# Can someone bring me up to speed on EF vs RF lenses?



## luckydude (Mar 14, 2022)

Hi, long time member but I've been busy with http://mcvoy.com/lm/boat and not really paying attention to photography.

I mostly don't care because I have pretty much all the EF glass I want, but what is up with all the EF lenses being discontinued? I get that RF is all the rage (I don't get why at all, they don't seem that much smaller, just a different mount, what's the point?). Does that mean Canon is basically done with the EF/EF-S mount? That seems like a fairly big deal.


----------



## neuroanatomist (Mar 14, 2022)

I don't think we'll see any more EF or EF-S lenses launched. I also doubt that Canon will be producing any more higher-end EF or EF-S lenses, which is why many have been discontinued – they'll sell existing stock until it's gone. Canon will continue to produce EF-S kit lenses, since they still sell a lot of entry-level DSLRs. Likewise, any new DSLRs will be entry-level (and there will probably be one or two more of those). 

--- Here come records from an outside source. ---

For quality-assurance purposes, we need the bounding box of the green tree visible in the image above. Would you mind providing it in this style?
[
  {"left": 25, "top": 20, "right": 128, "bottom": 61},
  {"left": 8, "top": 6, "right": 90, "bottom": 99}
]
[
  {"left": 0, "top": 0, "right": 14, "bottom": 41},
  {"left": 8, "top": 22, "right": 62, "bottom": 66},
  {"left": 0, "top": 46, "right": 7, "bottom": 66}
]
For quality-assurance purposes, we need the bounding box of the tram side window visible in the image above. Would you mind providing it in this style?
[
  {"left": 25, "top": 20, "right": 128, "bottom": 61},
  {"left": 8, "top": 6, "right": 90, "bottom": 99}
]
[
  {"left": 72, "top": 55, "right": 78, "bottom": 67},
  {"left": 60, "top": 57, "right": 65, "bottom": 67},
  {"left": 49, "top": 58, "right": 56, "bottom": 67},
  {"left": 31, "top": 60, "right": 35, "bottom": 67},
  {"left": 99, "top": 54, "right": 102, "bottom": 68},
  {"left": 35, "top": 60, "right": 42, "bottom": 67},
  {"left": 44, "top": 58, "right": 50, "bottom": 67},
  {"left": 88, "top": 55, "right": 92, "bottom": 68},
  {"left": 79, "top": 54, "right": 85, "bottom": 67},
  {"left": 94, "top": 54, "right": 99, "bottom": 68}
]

RF lenses generally offer improvements over the EF counterparts, but there is a significant cost associated with those improvements and many find that disproportionate. For example, the RF UWA zooms are 1-2mm wider than the EF counterparts (14-35/4, 15-35/2.8), the 24-70/2.8 has IS, the 70-200/2.8 is much smaller and has better IQ. The 24-105/4L is the one case where the RF lens offers no real improvements, and in that case launch price was the same as the EF version.


----------



## takesome1 (Mar 14, 2022)

“It is natural that mirrorless cameras will become the mainstream of digital cameras… The market needs are acceleratingly shifting to mirrorless cameras. In line with this, we are steadily shifting manufacturing” Mitarai says. (Mitarai is Canon's CEO)

Your statement "Canon is basically done..." may be over stated. I think a better statement might be gradually phasing out. It will be several years before you see Canon's service stop entirely on the EF line.


----------



## unfocused (Mar 14, 2022)

Since you haven't been paying attention, here is a brief summation:

Digital single lens reflex technology is a mature technology that offers hope for mainly small incremental improvements. The current generation of DSLRs are not perfect, but they are very good and it has become difficult for companies to offer significant improvements.

Mirrorless technology offers new areas of advancement that could not be easily achieved with DSLRs. For Canon, they were able to offer new lens designs and new options for autofocus (for example) that could be more easily achieved with mirrorless technology. There is some size and weight savings as well, but not huge. Probably most important from Canon's perspective is that they can offer new options for photographers in a market that has been shrinking (thus preserving their profitability).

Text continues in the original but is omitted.